Pregnancy And Your Pelvic Floor

Member Post Fitness And Wellness, Pelvic Floor Health

What It Is, What You Can Do, And How A
Physical Therapist Can Help!

article by Dr. Rhianna Wickett, Pt, Dpt, Cscs

Congratulations, Mama! Your body is doing of the most important jobs around – creating life!! This is such an exciting time of your life that also brings about many other changes to your body that you either may start to notice or have already been experiencing! As a Women’s Health Physical Therapist, I’ve helped many women through the changes during pregnancy, such as low back pain, hip pain, neck pain and more. There is one very important, less commonly discussed topic I’d love to discuss with ALL new moms – Your Pelvic Floor. This information is important for pregnant and new moms alike!

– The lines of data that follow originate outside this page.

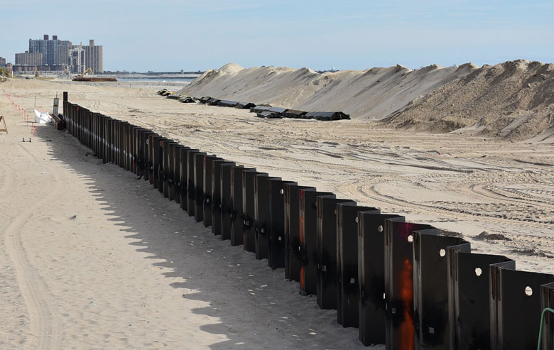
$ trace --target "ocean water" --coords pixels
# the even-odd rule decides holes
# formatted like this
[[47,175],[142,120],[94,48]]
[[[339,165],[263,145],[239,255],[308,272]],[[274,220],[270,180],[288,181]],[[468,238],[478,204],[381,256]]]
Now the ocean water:
[[116,86],[125,87],[135,87],[141,89],[152,89],[160,90],[167,89],[171,92],[176,92],[190,84],[195,78],[117,78],[117,82],[111,83]]

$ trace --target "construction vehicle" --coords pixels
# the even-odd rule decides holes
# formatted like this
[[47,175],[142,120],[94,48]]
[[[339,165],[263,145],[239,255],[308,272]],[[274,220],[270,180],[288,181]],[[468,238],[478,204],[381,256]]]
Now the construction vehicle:
[[[92,73],[92,77],[85,76],[89,72]],[[116,78],[112,78],[112,77],[102,77],[102,78],[94,77],[94,72],[92,71],[92,68],[91,67],[87,68],[81,75],[75,75],[75,77],[73,77],[72,80],[74,82],[116,82],[117,81]]]

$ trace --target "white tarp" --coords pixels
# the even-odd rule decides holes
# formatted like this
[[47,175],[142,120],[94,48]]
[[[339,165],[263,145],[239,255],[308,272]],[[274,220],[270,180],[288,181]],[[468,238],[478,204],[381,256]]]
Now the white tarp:
[[35,109],[35,123],[47,124],[48,123],[52,123],[53,121],[52,116],[50,116],[50,114],[48,113],[40,113]]

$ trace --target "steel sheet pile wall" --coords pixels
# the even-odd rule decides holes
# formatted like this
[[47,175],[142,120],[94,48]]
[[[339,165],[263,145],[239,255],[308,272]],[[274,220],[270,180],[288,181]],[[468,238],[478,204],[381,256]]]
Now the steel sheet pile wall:
[[[148,181],[232,246],[242,245],[364,345],[389,349],[527,349],[542,310],[554,305],[554,275],[516,270],[505,256],[331,192],[273,177],[70,103],[67,130],[104,163]],[[554,349],[554,315],[543,349]]]

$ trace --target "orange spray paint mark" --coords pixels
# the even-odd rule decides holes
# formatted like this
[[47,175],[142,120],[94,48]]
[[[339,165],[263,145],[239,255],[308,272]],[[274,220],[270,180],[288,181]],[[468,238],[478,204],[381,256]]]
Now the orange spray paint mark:
[[402,350],[413,350],[414,349],[414,336],[416,330],[413,327],[413,266],[409,259],[404,260],[404,267],[400,274],[401,300],[402,300],[403,320],[400,325],[401,344]]

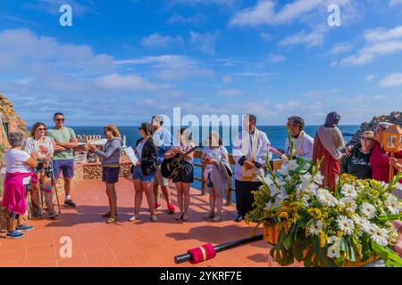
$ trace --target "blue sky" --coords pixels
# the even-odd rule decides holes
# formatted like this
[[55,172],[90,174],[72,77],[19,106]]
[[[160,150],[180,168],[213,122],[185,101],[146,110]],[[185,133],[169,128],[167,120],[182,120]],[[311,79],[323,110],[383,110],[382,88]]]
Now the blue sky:
[[402,0],[3,0],[0,66],[29,124],[61,110],[73,126],[137,125],[174,107],[360,124],[401,109]]

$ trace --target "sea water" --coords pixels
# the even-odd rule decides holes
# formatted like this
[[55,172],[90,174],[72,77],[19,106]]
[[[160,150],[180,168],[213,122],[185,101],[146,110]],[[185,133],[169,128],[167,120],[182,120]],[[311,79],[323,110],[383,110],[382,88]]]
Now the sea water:
[[[306,126],[305,132],[311,135],[313,138],[317,132],[319,126]],[[73,126],[72,127],[77,134],[101,134],[103,133],[103,126]],[[135,147],[136,142],[139,139],[138,127],[138,126],[118,126],[119,131],[121,133],[121,135],[126,136],[127,145]],[[285,148],[286,139],[288,138],[288,133],[285,126],[258,126],[257,128],[260,131],[264,132],[268,139],[270,140],[271,144],[274,148]],[[355,134],[359,130],[359,126],[339,126],[339,129],[342,132],[348,132]],[[222,134],[222,127],[220,128],[220,133]],[[200,133],[201,134],[201,131]],[[235,135],[236,134],[230,133],[230,137]],[[175,135],[177,137],[177,135]],[[205,141],[207,137],[200,137],[200,141]],[[345,136],[345,141],[348,142],[351,139],[350,136]],[[226,146],[229,153],[231,153],[231,140],[230,140],[229,145]],[[195,159],[196,163],[199,163],[199,159]],[[194,167],[194,175],[197,177],[201,177],[201,169],[200,167]],[[233,183],[234,185],[234,183]],[[197,189],[201,189],[201,183],[198,181],[194,181],[192,187]],[[235,201],[235,197],[233,193],[233,201]]]

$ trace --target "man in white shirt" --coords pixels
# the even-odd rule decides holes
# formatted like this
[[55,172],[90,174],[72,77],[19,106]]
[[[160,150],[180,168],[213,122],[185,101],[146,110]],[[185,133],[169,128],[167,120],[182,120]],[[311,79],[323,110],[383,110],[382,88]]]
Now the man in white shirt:
[[[311,160],[313,159],[313,146],[314,144],[314,140],[303,130],[305,127],[305,120],[303,118],[292,116],[288,118],[287,126],[290,129],[291,135],[293,136],[295,157],[301,157]],[[290,149],[289,139],[286,141],[285,151],[279,151],[286,155],[289,154]]]
[[270,141],[265,133],[255,127],[256,117],[246,115],[243,120],[243,130],[239,133],[233,142],[232,154],[236,161],[236,208],[238,216],[236,222],[243,220],[244,216],[253,209],[254,196],[252,191],[256,191],[262,185],[258,179],[264,174],[265,158],[272,159],[272,154],[268,152]]

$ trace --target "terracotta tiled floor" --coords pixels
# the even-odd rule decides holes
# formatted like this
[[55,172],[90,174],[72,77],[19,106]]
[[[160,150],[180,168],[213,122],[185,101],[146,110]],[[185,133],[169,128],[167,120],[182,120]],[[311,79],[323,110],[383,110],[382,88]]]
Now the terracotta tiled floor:
[[[175,265],[174,256],[188,248],[246,238],[252,227],[233,222],[234,206],[224,208],[221,223],[203,221],[208,198],[194,189],[188,222],[178,222],[164,210],[157,212],[158,222],[151,222],[145,198],[140,221],[129,222],[134,203],[131,181],[121,179],[117,191],[116,224],[106,224],[101,216],[107,210],[104,184],[86,180],[73,189],[76,208],[63,208],[56,220],[29,221],[36,228],[23,239],[0,239],[0,266],[275,266],[269,261],[269,246],[264,241],[218,253],[197,265]],[[176,204],[174,187],[172,193]],[[165,208],[163,199],[162,203]],[[72,257],[62,258],[60,240],[65,236],[71,239]]]

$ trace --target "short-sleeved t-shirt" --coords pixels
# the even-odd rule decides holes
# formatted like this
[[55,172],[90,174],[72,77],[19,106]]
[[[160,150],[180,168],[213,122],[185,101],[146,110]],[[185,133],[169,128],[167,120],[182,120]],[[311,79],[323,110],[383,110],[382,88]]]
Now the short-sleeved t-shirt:
[[25,145],[24,151],[28,153],[37,152],[38,159],[43,159],[47,157],[53,157],[54,152],[53,148],[52,139],[48,136],[45,136],[44,142],[38,142],[34,138],[28,138]]
[[[71,142],[71,139],[77,138],[74,130],[70,127],[53,128],[47,131],[47,136],[50,136],[56,142]],[[74,153],[72,150],[63,151],[54,151],[54,160],[68,160],[74,159]]]
[[[210,159],[221,160],[224,155],[228,155],[228,151],[222,145],[214,150],[212,150],[209,146],[205,146],[203,150],[203,154],[205,159],[209,157]],[[214,165],[212,164],[207,165],[205,167],[206,171],[210,171],[212,168],[214,168]]]
[[32,169],[25,164],[30,159],[28,152],[21,150],[9,150],[5,153],[5,169],[8,173],[29,173]]

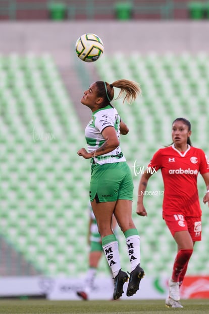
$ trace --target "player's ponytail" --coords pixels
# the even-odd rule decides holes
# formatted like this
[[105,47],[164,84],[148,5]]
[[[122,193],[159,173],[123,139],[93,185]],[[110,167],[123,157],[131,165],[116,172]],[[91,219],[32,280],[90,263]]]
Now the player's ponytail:
[[111,84],[103,81],[96,82],[97,87],[97,96],[101,97],[103,101],[101,104],[101,107],[105,107],[107,104],[110,103],[114,98],[114,88],[117,87],[120,88],[121,91],[118,97],[118,99],[125,94],[123,103],[125,101],[131,104],[136,98],[138,94],[141,95],[141,91],[140,85],[138,83],[127,79],[120,79],[115,81]]
[[137,95],[141,95],[141,90],[140,85],[133,81],[128,79],[119,79],[112,83],[110,85],[111,87],[116,87],[121,89],[119,95],[116,99],[120,98],[123,94],[125,94],[123,103],[127,101],[130,105],[135,100]]

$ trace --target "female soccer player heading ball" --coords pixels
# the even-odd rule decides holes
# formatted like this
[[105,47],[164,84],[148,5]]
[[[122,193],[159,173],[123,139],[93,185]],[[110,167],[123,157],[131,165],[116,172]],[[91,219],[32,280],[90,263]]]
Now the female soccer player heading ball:
[[118,80],[112,84],[98,81],[91,84],[81,100],[92,112],[85,131],[88,152],[82,148],[78,154],[85,159],[91,158],[90,200],[114,278],[113,298],[117,300],[123,293],[128,276],[121,270],[118,241],[112,228],[113,214],[126,238],[131,264],[128,296],[138,290],[144,272],[139,265],[140,239],[132,218],[133,178],[120,147],[120,134],[125,135],[129,129],[111,104],[115,87],[121,89],[119,97],[124,93],[124,101],[128,103],[135,100],[140,93],[138,85],[128,80]]
[[[201,210],[197,187],[199,172],[206,187],[203,201],[209,205],[209,162],[202,150],[192,146],[191,133],[189,121],[176,119],[172,124],[172,144],[159,149],[149,164],[156,171],[161,170],[165,187],[163,217],[178,246],[166,300],[166,305],[172,307],[183,307],[179,302],[179,288],[194,244],[201,240]],[[139,182],[136,213],[140,216],[147,215],[143,199],[151,175],[145,171]]]

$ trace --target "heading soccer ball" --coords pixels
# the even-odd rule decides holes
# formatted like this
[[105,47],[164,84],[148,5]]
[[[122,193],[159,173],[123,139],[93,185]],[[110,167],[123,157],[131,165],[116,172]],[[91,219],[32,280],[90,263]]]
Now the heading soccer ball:
[[84,34],[77,39],[75,50],[78,58],[85,62],[96,61],[102,54],[104,46],[95,34]]

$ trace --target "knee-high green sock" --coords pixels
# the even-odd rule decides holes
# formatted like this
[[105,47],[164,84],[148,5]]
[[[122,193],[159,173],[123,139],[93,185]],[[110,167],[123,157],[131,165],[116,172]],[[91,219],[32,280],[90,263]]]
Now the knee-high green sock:
[[115,278],[121,268],[116,237],[114,234],[109,235],[104,237],[101,241],[104,255]]
[[129,229],[124,232],[131,271],[140,262],[140,238],[136,229]]

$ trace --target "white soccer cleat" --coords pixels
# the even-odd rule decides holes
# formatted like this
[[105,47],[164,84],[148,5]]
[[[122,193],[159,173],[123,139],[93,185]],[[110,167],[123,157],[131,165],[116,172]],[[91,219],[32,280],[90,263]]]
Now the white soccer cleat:
[[169,281],[169,297],[174,301],[179,301],[179,283],[173,281],[171,278]]
[[170,297],[166,300],[166,306],[167,306],[167,307],[183,307],[179,301],[173,300],[173,299]]

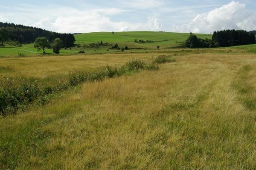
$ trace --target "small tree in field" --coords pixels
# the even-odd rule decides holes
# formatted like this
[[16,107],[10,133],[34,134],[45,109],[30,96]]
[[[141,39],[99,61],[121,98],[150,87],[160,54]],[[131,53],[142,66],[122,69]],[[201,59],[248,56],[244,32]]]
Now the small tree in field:
[[52,48],[53,52],[55,54],[60,54],[60,50],[64,46],[63,42],[59,38],[55,38],[52,44]]
[[45,54],[45,48],[49,47],[49,45],[48,39],[44,37],[37,37],[34,43],[34,47],[37,48],[38,51],[42,49],[43,54]]

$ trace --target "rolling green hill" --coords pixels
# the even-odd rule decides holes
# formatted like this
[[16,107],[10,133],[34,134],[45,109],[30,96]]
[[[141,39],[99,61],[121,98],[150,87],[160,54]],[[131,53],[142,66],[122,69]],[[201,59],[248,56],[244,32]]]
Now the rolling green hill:
[[[211,35],[196,34],[203,39],[211,38]],[[127,45],[131,48],[155,49],[157,45],[162,49],[179,47],[188,38],[189,33],[178,33],[154,31],[131,31],[112,32],[101,32],[75,35],[76,43],[91,42],[102,41],[113,44],[117,43],[119,47]],[[145,43],[136,43],[134,40],[143,40]],[[151,41],[147,42],[147,40]]]

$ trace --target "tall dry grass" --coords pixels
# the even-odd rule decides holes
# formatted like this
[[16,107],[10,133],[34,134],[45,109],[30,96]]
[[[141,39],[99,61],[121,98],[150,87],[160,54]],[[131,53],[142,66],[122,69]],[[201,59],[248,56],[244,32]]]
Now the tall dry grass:
[[255,169],[255,56],[176,60],[1,118],[0,167]]

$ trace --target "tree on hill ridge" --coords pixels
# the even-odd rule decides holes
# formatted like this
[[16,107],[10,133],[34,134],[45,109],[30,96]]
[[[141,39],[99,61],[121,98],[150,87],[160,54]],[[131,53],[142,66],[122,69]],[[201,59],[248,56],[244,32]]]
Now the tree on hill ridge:
[[41,49],[43,50],[43,53],[45,54],[45,48],[49,46],[49,43],[47,38],[43,37],[39,37],[37,38],[34,43],[34,47],[37,48],[38,51]]

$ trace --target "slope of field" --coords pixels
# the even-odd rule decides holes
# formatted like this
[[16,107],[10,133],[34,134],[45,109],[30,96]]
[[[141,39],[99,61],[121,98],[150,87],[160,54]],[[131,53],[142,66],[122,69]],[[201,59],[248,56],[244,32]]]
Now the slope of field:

As your baby grows and adds pressure to your pelvic floor, you may begin to notice some of the symptoms of heaviness, incontinence, or pain. The great news? There ARE some things you can do while pregnant and postpartum to help this! These conditions do NOT need to interrupt your daily life and you are not alone. My goal is to change how men, women, and healthcare professionals think about the pelvic floor and Physical Therapy.

What is the pelvic floor?
The pelvic floor is a group of muscles wrapping underneath your bladder and rectum that work to hold all the organs up (including bladder and rectum), much like a hammock. These muscles control the passage of urine and bowels. If they become weak, you may experience stress incontinence, or “leaking”, especially if you laugh, sneeze, cough, or jump. This may increase later in pregnancy as your pelvic floor is under more pressure. The pelvic floor is just like all the other muscles in your body. The difference is that you can’t see these muscles work. If you engage your bicep, your elbow bends, but if you engage your pelvic floor, it may be challenging to know if you’re contracting properly. Weakness can begin in early pregnancy, but if left untreated, may continue many years after pregnancy for some women. You can strengthen your pelvic floor prior to and during pregnancy by performing specific exercises to accommodate for the growing weight of your baby. Some of these exercises are commonly known as “kegals”, but there are many other exercises you can practice, as many people commonly perform kegals incorrectly and can actually make their symptoms worse. The stronger you and your pelvic floor are prior to giving birth, the more quickly you are likely going to return to your normal activities without stress incontinence. The best form of strengthening is to start before you experience these symptoms!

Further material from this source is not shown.